Quote from Jerry030:
Youâre welcome.
It is without a doubt the best open source data mining package out there.... probably equivalent to a $4 to $6K commercial package. Their business model is very creative: give the package away for free, then make your profit by selling consulting services when people realize it will take many hundreds of hours to reach the highly skilled level of usage and time being money, once you know what you need it's often more cost effective to pay to get that in done a few weeks than spend months doing it yourself.
By system examples do you mean tutorial or real projects?
You can find some tutorials here: http://www.neuralmarkettrends.com/tutorials/
I don't know of published studies.
Idea: if there are a few of us who what to explore data mining with Rapid Miner and the financial markets lets start a collaborative group.
For example:
1) Pick 3 or 4 markets and several time frames.
2) Create standard training and test data sets
3) Put those on a private site.
4) Each month pick a characteristic to model: entry points, stops, profit targets, trend start, trend stop... there are over a dozen logical trading system components for any market or system strategy.
4) Everybody try to create an optimal result using their preferred method: NN, decision tree, and so on. With Rapid Miner there are lots of potential mehods and mixtures or design components.
5) At the end of the months everybody post their best model as a RapidMiner file.
What one person overlooks, someone else may discover. In any case each month the best solution becomes a kind of benchmark for further independent research or incorporation in your own trading system...... or minimally a tutorial lesson for those trying to learn that method. One person might already have their own great method for trade exit but is less than optimal at stop loss placement. So their participation in the group may really pay off if the collaborative research leads to better stop loss strategy that they can add to their trading system.
What does anybody think?
My thinking is that the work at least in terms of sharing monthly Rapid Miner model files and statistical results needs to be a private process for those contributing something to the effort.
Otherwise in typical Internet forum fashion you get 3 people posting anything useful, 110 people reading for what they can learn but contributing nothing and 27 people insisting their own ideas are much better but also contributing nothing useful. For examples look at most threads on ET or similar groups. Much talk, lots of people doing a kind of social network pecking order shuffle, with little concrete value.

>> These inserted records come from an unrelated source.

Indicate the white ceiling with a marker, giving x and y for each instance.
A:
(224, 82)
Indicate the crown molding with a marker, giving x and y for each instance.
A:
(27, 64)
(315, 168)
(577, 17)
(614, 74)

So with this idea it would be the reverse: let your Rapid Miner model do the talking....sort of eliminate the pontifications and posturing and focus on objective results. This approach is standard in academic circles where researchers exchange data sets and experimental designs for peer review and validation of their theories.
Jerry030
"Otherwise in typical Internet forum fashion you get 3 people posting anything useful, 110 people reading for what they can learn but contributing nothing and 27 people insisting their own ideas are much better but also contributing nothing useful"
Don't forget the 50 that pop in and try to shred your ideas, but never back it up nor add anything useful to the discussion.
I like the way you think. Might be worthwhile to pursue, but you'd have to find someone to moderate the 'private' logistics.
Regarding examples, there was a good tutorial on financial markets at one of the sites you mentioned (it was on gold). I stepped through it, but the author didn't draw really draw any conclusions or show any projections.
It was like, and so here you can look at correlations visually and that was about it (lesson 5 or 6 I think).
I'd like to see something like that, but with more of a conclusion about predictability and results. A lot like the type of system methodology you describe earlier.
I plan to play with it a bit more and see if I can come up with something useful.
What I really like is how many of the functions are instantiated and can be quickly pulled into a graphical tree like environment, allowing us to play with many AI type functions to quickly prototype.
Regarding papers, I see a few that look at things like hit rate, but don't seem too comprehensive (i.e. they only look at a small set of data universe). Also, they tend to be proprietary in their approach.